Breivik described himself as a writer, currently working from prison, when asked by the judge for his employment status. What he writes is not much different from the tracts produced by in this country by neo-Nazis and retro-KKK’ers. He might just as well have answered the judge’s question with hatemonger.
A pre-emptive defense
Dressed in a business suit and treated with an abundance of undeserved courtesy by the court, Breivik said: “The attacks on July 22 were a preventive strike. I acted in self-defense on behalf of my people, my city, my country.”
The Associated Press reported that Breivik set off a bomb outside the government headquarters in Oslo, killing eight, then drove to Utoya island outside the capital and massacred 69 people in a shooting spree at the governing Labor Party’s youth summer camp on the island. An attack that horrified most of the world last summer was described by a boastful Breivik as the most “spectacular” attack by a nationalist militant since World War II.

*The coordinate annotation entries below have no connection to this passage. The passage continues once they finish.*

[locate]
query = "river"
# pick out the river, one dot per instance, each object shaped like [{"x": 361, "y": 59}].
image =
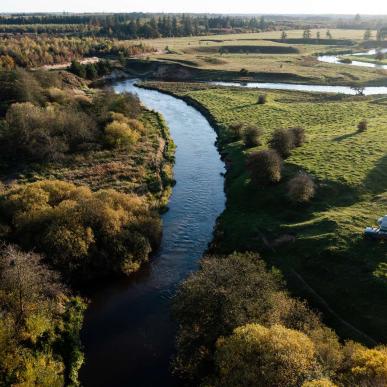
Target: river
[
  {"x": 370, "y": 90},
  {"x": 128, "y": 332}
]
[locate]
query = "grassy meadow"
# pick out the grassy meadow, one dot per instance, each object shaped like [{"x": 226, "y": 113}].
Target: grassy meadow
[
  {"x": 321, "y": 242},
  {"x": 293, "y": 60}
]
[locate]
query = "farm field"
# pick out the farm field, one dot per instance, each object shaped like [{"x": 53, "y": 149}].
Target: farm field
[{"x": 350, "y": 169}]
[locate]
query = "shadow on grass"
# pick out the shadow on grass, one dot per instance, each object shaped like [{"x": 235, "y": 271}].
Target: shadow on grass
[
  {"x": 346, "y": 136},
  {"x": 376, "y": 180},
  {"x": 240, "y": 107}
]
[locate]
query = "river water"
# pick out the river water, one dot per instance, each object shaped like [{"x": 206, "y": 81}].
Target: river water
[
  {"x": 128, "y": 332},
  {"x": 371, "y": 90}
]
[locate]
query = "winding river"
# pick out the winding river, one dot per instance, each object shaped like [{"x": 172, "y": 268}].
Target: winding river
[{"x": 128, "y": 332}]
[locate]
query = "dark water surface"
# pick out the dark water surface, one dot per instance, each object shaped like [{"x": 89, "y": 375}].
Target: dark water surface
[{"x": 128, "y": 333}]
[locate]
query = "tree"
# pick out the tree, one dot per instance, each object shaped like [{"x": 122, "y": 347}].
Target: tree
[
  {"x": 257, "y": 356},
  {"x": 262, "y": 99},
  {"x": 265, "y": 166},
  {"x": 283, "y": 141},
  {"x": 319, "y": 383},
  {"x": 362, "y": 126},
  {"x": 26, "y": 282},
  {"x": 252, "y": 136},
  {"x": 359, "y": 90},
  {"x": 77, "y": 69},
  {"x": 379, "y": 55},
  {"x": 120, "y": 135},
  {"x": 301, "y": 188},
  {"x": 225, "y": 293},
  {"x": 367, "y": 34},
  {"x": 307, "y": 34},
  {"x": 364, "y": 366}
]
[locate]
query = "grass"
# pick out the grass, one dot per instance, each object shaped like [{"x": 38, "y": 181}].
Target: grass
[
  {"x": 225, "y": 55},
  {"x": 146, "y": 169},
  {"x": 350, "y": 169}
]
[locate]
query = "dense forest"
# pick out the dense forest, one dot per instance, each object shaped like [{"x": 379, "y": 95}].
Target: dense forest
[
  {"x": 61, "y": 145},
  {"x": 144, "y": 25}
]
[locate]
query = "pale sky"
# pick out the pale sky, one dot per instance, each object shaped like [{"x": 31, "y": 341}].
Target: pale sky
[{"x": 352, "y": 7}]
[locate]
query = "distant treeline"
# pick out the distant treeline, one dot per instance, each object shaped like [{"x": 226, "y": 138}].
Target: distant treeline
[
  {"x": 25, "y": 51},
  {"x": 133, "y": 25}
]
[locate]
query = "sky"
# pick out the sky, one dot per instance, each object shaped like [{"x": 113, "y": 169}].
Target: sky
[{"x": 200, "y": 6}]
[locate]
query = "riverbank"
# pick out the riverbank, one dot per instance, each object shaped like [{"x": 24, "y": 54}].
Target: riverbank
[
  {"x": 86, "y": 174},
  {"x": 128, "y": 328},
  {"x": 325, "y": 74},
  {"x": 328, "y": 245}
]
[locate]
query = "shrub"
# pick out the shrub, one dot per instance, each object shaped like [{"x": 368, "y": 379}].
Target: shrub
[
  {"x": 120, "y": 134},
  {"x": 262, "y": 99},
  {"x": 286, "y": 357},
  {"x": 125, "y": 103},
  {"x": 252, "y": 136},
  {"x": 319, "y": 383},
  {"x": 283, "y": 141},
  {"x": 77, "y": 69},
  {"x": 299, "y": 136},
  {"x": 265, "y": 166},
  {"x": 38, "y": 133},
  {"x": 79, "y": 230},
  {"x": 301, "y": 189},
  {"x": 236, "y": 131},
  {"x": 362, "y": 126},
  {"x": 364, "y": 366},
  {"x": 243, "y": 72},
  {"x": 228, "y": 292},
  {"x": 38, "y": 337}
]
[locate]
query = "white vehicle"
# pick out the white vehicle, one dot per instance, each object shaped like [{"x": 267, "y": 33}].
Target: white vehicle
[{"x": 377, "y": 233}]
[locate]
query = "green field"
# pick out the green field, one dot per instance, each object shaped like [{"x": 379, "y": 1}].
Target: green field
[
  {"x": 350, "y": 168},
  {"x": 292, "y": 61}
]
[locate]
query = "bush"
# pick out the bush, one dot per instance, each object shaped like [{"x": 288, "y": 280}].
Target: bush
[
  {"x": 252, "y": 136},
  {"x": 236, "y": 131},
  {"x": 228, "y": 292},
  {"x": 262, "y": 99},
  {"x": 286, "y": 357},
  {"x": 120, "y": 135},
  {"x": 299, "y": 136},
  {"x": 362, "y": 126},
  {"x": 39, "y": 134},
  {"x": 265, "y": 166},
  {"x": 79, "y": 230},
  {"x": 35, "y": 339},
  {"x": 301, "y": 189},
  {"x": 283, "y": 141},
  {"x": 243, "y": 72}
]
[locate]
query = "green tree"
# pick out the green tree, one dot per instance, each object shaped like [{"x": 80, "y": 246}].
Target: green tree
[
  {"x": 367, "y": 34},
  {"x": 307, "y": 34},
  {"x": 257, "y": 356}
]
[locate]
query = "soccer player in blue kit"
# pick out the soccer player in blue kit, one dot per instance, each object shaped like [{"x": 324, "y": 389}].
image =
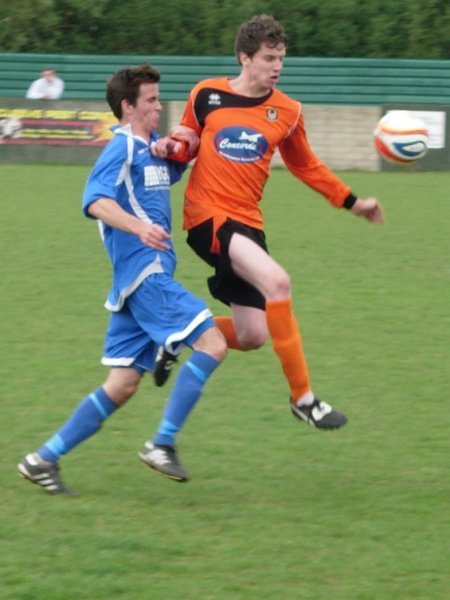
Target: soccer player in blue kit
[{"x": 128, "y": 192}]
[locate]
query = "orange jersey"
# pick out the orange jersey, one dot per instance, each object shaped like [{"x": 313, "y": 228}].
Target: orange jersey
[{"x": 239, "y": 136}]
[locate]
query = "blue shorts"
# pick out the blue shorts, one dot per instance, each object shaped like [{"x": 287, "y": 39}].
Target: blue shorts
[{"x": 160, "y": 312}]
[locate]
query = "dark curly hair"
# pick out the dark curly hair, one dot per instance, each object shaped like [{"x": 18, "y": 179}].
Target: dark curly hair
[
  {"x": 124, "y": 85},
  {"x": 260, "y": 29}
]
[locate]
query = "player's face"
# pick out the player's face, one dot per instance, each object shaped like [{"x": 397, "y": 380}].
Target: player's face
[
  {"x": 264, "y": 67},
  {"x": 144, "y": 116}
]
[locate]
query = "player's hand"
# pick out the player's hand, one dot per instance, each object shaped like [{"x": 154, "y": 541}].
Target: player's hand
[
  {"x": 165, "y": 146},
  {"x": 188, "y": 135},
  {"x": 153, "y": 235},
  {"x": 370, "y": 209}
]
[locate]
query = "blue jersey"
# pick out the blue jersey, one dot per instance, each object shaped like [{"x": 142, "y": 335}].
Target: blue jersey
[{"x": 128, "y": 173}]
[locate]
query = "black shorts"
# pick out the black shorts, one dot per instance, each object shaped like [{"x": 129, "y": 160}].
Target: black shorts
[{"x": 225, "y": 285}]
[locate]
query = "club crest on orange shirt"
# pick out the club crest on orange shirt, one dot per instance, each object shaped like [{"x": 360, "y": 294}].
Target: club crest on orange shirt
[{"x": 272, "y": 114}]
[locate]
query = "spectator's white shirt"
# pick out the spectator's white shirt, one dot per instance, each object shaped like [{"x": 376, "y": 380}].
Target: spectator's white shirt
[{"x": 44, "y": 89}]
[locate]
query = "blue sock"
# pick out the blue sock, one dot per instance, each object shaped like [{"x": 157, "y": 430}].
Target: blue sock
[
  {"x": 84, "y": 422},
  {"x": 186, "y": 391}
]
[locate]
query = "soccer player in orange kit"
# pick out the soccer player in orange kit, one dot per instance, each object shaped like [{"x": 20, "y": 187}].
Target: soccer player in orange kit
[{"x": 240, "y": 123}]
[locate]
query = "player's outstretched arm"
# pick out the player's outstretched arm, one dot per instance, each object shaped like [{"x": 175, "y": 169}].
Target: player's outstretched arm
[{"x": 369, "y": 208}]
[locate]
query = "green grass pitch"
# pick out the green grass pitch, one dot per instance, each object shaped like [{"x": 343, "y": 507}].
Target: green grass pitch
[{"x": 274, "y": 509}]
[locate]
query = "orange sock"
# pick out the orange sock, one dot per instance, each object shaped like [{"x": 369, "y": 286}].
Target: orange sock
[
  {"x": 287, "y": 343},
  {"x": 225, "y": 324}
]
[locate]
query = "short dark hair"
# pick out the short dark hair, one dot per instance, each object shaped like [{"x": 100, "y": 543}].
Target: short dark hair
[
  {"x": 125, "y": 84},
  {"x": 260, "y": 29}
]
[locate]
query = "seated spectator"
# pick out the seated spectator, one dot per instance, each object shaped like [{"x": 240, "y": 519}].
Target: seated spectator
[{"x": 47, "y": 87}]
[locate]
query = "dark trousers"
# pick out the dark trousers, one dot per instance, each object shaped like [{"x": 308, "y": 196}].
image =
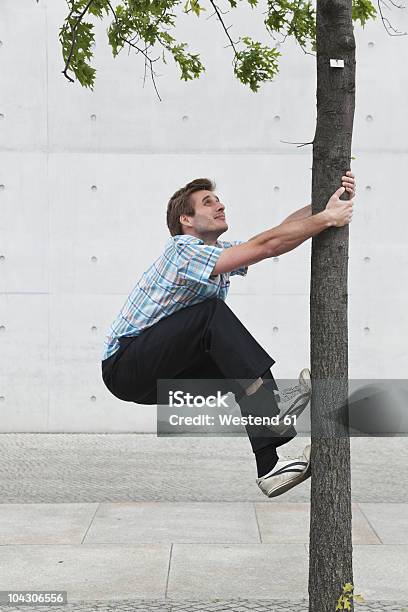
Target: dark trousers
[{"x": 204, "y": 341}]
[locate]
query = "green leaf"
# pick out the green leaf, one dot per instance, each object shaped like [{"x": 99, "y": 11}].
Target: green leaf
[
  {"x": 363, "y": 10},
  {"x": 256, "y": 64}
]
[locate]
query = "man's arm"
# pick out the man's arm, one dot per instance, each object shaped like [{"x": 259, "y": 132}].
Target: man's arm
[
  {"x": 302, "y": 213},
  {"x": 285, "y": 237}
]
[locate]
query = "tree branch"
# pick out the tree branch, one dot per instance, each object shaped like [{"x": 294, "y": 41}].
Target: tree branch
[
  {"x": 73, "y": 32},
  {"x": 139, "y": 50},
  {"x": 220, "y": 19}
]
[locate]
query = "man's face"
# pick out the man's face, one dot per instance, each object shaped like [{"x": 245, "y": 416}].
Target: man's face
[{"x": 209, "y": 220}]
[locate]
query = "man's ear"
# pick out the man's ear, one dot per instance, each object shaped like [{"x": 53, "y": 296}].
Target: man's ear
[{"x": 185, "y": 220}]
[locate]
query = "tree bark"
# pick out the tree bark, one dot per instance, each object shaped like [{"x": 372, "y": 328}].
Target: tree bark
[{"x": 330, "y": 528}]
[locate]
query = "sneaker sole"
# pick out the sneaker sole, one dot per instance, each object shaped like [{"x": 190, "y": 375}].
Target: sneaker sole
[{"x": 291, "y": 483}]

Breivik’s savagery and culpability are not in question. The only question facing the judges during this 10-week trial is the state of Breivik’s mental health, which will decide whether he is sent to prison or to psychiatric care. Presuming that he gets the statutory maximum of 21 years, Norway will face another legal crisis in 2032. That’s because the law does allow for consideration of additional detention if it can be determined then that Breivik remains a danger to society.
It all strikes us a strained process. Of course, we suspect that at least some Norwegians consider our system of justice, under which Breivik would face the death penalty, to be barbaric.
There is one unfortunate similarity. The parents of Norway’s dead know that two decades from now their wounds will be reopened as the justice system lumbers forward. Many U.S. parents wait for decades for a valid death sentence to be carried out in the case of their murdered children. Witness the case of Warren’s Danny Lee Hill, still awaiting execution a quarter century after murdering young Raymond Fife.
Still, we have to wonder: How many parents of those dead campers would prefer the prospect of American justice to Norwegian justice?